You are approaching your 60th birthday and are about to be surprised by an unexpected inheritance from a wealthy relative that you barely remember.
Many years ago your great Aunt, who was always rather odd, left you some money.
She stipulated that you could only access the balance of the funds when you are 60 years old, 40 years on from when the money was deposited.
The good news is that the initial capital she left was $10 million, a huge sum even if nobody quite knew how she came to be so wealthy. The bad news is that the $10 million capital has lost value to the tune of 1.3% a year.
Bummer. Not only did you have to wait to be rich, but also each year there were 1.3% fewer funds. Still, in a few months time when you reach 60 there will be a bank cheque for $6 million in the post, more than enough for a world cruise or two and a luxurious retirement.
Your younger brother was less fortunate. The dowager only bequeathed $1 million to him under the same rules. He has to wait longer for his funds and gets a much smaller cheque of $593,000.
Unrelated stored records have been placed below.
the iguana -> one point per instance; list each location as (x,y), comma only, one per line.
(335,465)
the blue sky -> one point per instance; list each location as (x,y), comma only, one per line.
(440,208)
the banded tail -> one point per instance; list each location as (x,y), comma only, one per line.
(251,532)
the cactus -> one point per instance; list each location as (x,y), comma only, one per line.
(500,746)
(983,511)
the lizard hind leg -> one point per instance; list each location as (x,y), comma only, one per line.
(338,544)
A tidy sum for sure but not quite enough to fund his retirement.
Your three cousins, who soon found out about the unexpected inheritance, were also hoping for something from this distant relative that they only just realized they had. Sure enough, she did not forget them and deposited $100,000 each for when they reach their 60th birthday. They get $59,250 — certainly better than a kick in the teeth but hardly a pension fund.
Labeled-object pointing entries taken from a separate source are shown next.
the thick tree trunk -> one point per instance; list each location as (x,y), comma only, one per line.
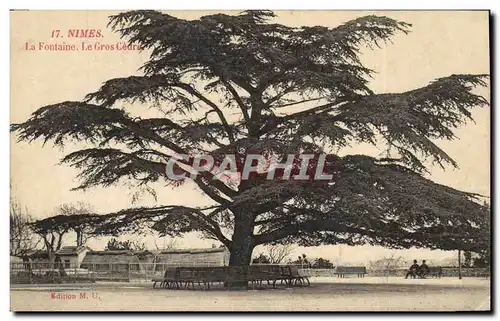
(241,248)
(241,252)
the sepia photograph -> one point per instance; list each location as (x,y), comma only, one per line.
(250,160)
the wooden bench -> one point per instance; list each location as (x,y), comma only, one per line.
(294,276)
(435,271)
(342,271)
(169,279)
(187,277)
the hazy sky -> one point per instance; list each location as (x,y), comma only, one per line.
(440,44)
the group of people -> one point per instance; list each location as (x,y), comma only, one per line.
(418,270)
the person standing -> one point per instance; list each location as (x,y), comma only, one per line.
(413,270)
(424,270)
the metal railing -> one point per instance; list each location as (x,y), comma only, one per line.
(43,272)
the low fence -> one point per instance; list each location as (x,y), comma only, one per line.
(21,273)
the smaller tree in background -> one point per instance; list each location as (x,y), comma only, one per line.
(261,259)
(69,218)
(84,227)
(116,245)
(22,239)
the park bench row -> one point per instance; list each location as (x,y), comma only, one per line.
(256,275)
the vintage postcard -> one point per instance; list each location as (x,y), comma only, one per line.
(250,161)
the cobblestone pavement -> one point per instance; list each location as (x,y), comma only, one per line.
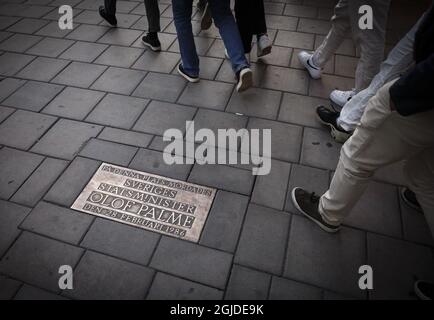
(71,99)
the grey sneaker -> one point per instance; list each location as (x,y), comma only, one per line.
(307,203)
(264,45)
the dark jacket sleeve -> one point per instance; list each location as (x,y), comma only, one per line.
(414,91)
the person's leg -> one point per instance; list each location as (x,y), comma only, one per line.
(225,22)
(340,27)
(420,176)
(397,62)
(370,41)
(153,15)
(383,137)
(182,10)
On the first of your world cruises you mull over the odd situation of financial capital failing to appreciate.
What if your retirement savings, that before your great slice of luck were your only means of support in old age, were being eroded at 1.3% a year?
Each year the amount you had saved up went down a bit, not much admittedly but it went down. Likely you would seek to reinvest your capital quick smart rather than run the risk of not having enough funds for your retirement. Also likely you would fire your investment analyst and rant at everyone you could, looking for a scapegoat for such a fundamental error.
And what bad news it was for your brother. If he had known about that $1 million all those years ago and invested it wisely he would have more money than you right now.
As you sip a G&T on the sundeck you can’t help thinking it funny what we take for granted.
Another unexpected thing
Soil scientists have estimated that the amount of carbon in agricultural soils in Australia has declined by 51% in the last 40 years — that is 1.3% a year.
Soil carbon is a critical environmental asset that drives plant growth because carbon fuels soil biological activity, promotes soil structure, aids infiltration and moisture retention and supports nutrient exchange. Handy material to have and not something to be squandered.
What is worse is that science has little idea about the initial carbon stocks [the capital]. It might have been the equivalent of $10 million in which case we can keep going for a while.
We might even have time to reinvest by adopting smart agricultural practices and get the capital to appreciate again.
The worry is that we may be as uninformed and as poorly off as your cousins.
Here is the original scientific reference for loss of soil carbon [you can find a copy on Google Scholar]:
Zhongkui Luo, Enli Wang, & Osbert Jianxin Sun (2010) Soil carbon change and its responses to agricultural practices in Australian agro-ecosystems: A review and synthesis. Geoderma 155 (2010) 211–223.